As China’s policy regarding continued intervention in its currency market increasingly appears to be reaching an inflection point, we have been closely following the data over the past months in order to ascertain whether there has been a change in this policy. The initial conclusions from the first few months of this year were that interventionist policies were continuing and that the recent weakening in the currency was largely policy-driven. Indeed, the US Treasury issued a statement warning China against renewed depreciation efforts (and carefully worded its claim to such in its recent exchange rate report). But Chinese officials have claimed that this depreciation has been market-driven. As we look at the first quarter, the data appears quite mixed. In today’s post, we attempt to parse the data and rhetoric to find a coherent explanation for what occurred in the first quarter.
To summarize, the first quarter of 2014 was one characterized by increasing uncertainty regarding the trajectory of China’s growth. Many economists have marked down their growth forecasts for this year following emerging troubles in the financial sector, overcapacity in the industrial sector, and political tensions surrounding the anti-corruption drive. These concerns, coupled with weakening hard data releases, have led some to believe that the recent downdraft in the renminbi starting in mid-February was market-driven, as several Chinese officials have claimed. When looking at the first quarter’s data, this claim seems at least questionable.
Tuesday, the US Treasury released the data for China’s holdings of US long-term Treasuries showing that they decreased slightly in February. At the same time, the transaction data from a separate Treasury report suggests China was a net purchaser of US Treasuries. As we have noted in previous posts, the transaction data is less reliable for estimating China’s holdings, but it is still informative, especially when the direction of change differs from the holdings survey. The differences between the two surveys, and indeed the change in February on balance, is small enough to be regarded as a neutral reading. Furthermore, the trade balance, while being positive for the whole quarter, declined in the February and remained weak in March. The February weakness was expected given the distortions created by the Lunar New Year celebrations and, while some analysts claim that it was still low after accounting for the holiday, it is close enough to previous observations to also be inconclusive. However, running counter to these data, the PBoC released the preliminary first quarter reserves data, showing that reserves increased by over $120 billion. The question is how this could be if the recent weakness was market-driven, and the trade balance had declined so much.
For this, we look to monthly estimates capital flows for what could have caused the increase in reserves. It is here that an interesting explanation begins to emerge. In January, the RMB faced appreciation pressures as it traded persistently towards the top of its official daily trading band. External appreciation expectations continued to increase, as evidenced by the premium that opened up between the offshore and the onshore rates (exihibit 1). Furthermore, incremental tightening of credit conditions in China caused the rate differential between the onshore benchmark rate and the offshore RMB as well as the dollar funding rates to persistently widen in the fourth quarter of 2013 until January this year, further encouraging this carry trade and the requisite capital flows. In February, facing remarkable capital inflows (exhibit 2), the PBoC decided to take action and stave off the speculative flows which were putting pressure on the currency, and this led to a decrease in the accumulation pressure (exhibit 3). This sharp policy-driven depreciation, coupled with the plausible increasing concerns about the financial and industrial sectors, likely then generated a legitimate cooling of investor sentiment on the RMB and eased, or even reversed, these capital flows.

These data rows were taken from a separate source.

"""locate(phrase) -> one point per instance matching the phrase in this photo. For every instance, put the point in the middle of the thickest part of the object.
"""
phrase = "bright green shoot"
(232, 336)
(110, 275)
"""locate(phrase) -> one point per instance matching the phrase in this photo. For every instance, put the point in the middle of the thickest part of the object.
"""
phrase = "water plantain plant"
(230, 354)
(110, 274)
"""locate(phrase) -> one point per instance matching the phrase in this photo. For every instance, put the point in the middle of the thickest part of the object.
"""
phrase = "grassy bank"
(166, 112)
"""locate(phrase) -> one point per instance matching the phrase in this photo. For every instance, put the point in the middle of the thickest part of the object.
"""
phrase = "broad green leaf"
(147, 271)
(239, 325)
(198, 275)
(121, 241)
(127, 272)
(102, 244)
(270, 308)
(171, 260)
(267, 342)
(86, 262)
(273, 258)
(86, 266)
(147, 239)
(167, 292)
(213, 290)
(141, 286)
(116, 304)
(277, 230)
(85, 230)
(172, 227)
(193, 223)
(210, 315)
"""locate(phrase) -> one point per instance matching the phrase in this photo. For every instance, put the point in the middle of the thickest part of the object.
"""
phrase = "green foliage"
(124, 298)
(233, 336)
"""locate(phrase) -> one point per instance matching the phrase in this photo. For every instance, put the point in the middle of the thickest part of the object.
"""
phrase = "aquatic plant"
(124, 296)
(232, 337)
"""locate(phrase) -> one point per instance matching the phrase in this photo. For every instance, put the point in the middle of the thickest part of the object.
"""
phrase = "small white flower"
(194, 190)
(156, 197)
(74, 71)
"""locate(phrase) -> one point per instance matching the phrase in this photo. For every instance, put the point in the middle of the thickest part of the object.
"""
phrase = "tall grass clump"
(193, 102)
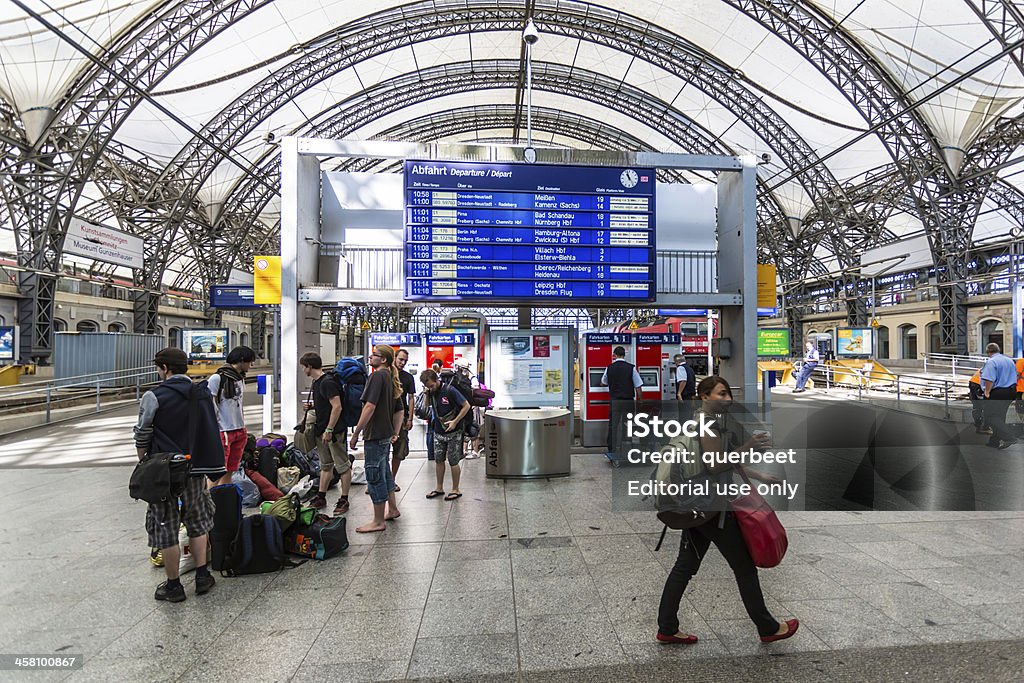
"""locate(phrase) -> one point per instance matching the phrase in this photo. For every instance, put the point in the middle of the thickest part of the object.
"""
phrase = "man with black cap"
(178, 416)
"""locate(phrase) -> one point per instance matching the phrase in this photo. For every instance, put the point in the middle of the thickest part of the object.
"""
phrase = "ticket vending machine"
(594, 408)
(411, 341)
(653, 361)
(452, 346)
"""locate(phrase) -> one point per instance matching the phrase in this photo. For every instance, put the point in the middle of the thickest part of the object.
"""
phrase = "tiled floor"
(514, 578)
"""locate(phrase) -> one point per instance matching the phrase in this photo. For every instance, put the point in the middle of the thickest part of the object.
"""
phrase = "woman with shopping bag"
(720, 527)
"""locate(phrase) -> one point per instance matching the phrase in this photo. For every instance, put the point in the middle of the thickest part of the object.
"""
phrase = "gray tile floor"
(512, 580)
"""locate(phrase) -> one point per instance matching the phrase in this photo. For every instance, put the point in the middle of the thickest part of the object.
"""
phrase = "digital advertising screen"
(773, 341)
(206, 344)
(6, 343)
(854, 342)
(479, 231)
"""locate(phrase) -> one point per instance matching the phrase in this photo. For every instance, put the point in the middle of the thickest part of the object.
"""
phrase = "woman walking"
(722, 529)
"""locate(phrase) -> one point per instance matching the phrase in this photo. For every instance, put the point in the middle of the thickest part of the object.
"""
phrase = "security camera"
(529, 34)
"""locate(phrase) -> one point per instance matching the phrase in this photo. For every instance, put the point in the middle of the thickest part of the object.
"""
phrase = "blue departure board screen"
(479, 231)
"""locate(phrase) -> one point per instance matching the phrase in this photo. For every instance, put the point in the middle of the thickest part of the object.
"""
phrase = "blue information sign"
(232, 296)
(658, 338)
(608, 338)
(395, 338)
(519, 231)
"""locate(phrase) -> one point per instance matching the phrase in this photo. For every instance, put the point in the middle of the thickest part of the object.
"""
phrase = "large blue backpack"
(351, 377)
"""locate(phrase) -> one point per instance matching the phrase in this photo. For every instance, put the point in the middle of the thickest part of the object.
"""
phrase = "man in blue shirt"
(810, 363)
(998, 384)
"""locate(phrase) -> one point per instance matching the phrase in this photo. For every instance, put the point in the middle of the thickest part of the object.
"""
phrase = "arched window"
(990, 331)
(908, 342)
(882, 348)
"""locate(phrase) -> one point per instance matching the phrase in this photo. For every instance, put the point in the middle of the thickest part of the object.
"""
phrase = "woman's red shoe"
(793, 624)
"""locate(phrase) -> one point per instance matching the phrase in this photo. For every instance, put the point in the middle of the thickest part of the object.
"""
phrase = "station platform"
(535, 581)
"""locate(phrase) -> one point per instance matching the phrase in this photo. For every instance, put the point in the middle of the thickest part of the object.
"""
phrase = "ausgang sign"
(103, 244)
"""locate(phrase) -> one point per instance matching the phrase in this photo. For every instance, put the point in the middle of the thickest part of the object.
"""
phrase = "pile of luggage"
(278, 478)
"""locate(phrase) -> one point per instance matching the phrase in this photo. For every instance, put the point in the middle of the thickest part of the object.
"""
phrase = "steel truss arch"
(249, 199)
(434, 126)
(1006, 22)
(942, 203)
(374, 35)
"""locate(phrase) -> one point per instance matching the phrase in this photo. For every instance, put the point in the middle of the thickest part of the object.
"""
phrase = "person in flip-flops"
(449, 408)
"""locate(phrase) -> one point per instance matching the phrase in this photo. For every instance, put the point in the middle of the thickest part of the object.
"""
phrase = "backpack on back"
(258, 548)
(350, 375)
(461, 383)
(686, 495)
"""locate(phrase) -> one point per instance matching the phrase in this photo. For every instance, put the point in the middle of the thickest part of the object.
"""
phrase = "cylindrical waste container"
(522, 443)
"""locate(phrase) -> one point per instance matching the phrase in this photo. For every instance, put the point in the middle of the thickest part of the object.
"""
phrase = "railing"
(52, 399)
(901, 386)
(952, 363)
(368, 267)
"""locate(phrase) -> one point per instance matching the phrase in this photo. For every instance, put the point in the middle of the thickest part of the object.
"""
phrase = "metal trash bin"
(523, 443)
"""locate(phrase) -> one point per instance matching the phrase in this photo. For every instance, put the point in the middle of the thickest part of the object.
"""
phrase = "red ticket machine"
(595, 404)
(450, 347)
(653, 361)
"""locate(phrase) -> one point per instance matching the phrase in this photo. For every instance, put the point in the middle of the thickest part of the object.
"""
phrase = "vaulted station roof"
(163, 116)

Exhibit 1: CNY vs. the deviation from the official fixing rate and offshore premium
Source: Bloomberg, PBoC, author’s calculations
Exhibit 2: Estimate of China’s unaccounted-for capital flows vs. HSBC manufacturing PMI
Source: Bloomberg, PBoC, China National Bureau of Statistics, author’s calculations
Exhibit 3: Change in FX positioning by banks vs. change in FX reserves
Source: Bloomberg, author’s calculations
What to make of this data going forward? As our colleague Nicholas Lardy recently pointed out, China is likely experiencing a moderate slowdown in the pace of growth. If this is the case, and if this leads to a continued slowdown in the industrial sector, then appreciation pressure should, at least on the margin, decrease. This should lead to a slowdown or outright reversal of reserve accumulation. However, one result of China’s bifurcated capital markets is that even as the PBoC moves to tighten policy domestically, foreign capital flows (despite the tight controls that exist) move into the mainland into sectors such as real estate, exacerbating a distortion the policy was intended to remedy. While we believe (and noted in a previous post) that a greater role of the market in the determination of the currency would allow for a healthier two-way trade, it seems that as China’s leaders focus on rebalancing domestic growth with a mixture of structural reforms and targeted, moderate stimulus, strong policy changes – either towards further liberalization or even policy-driven depreciation – are unlikely.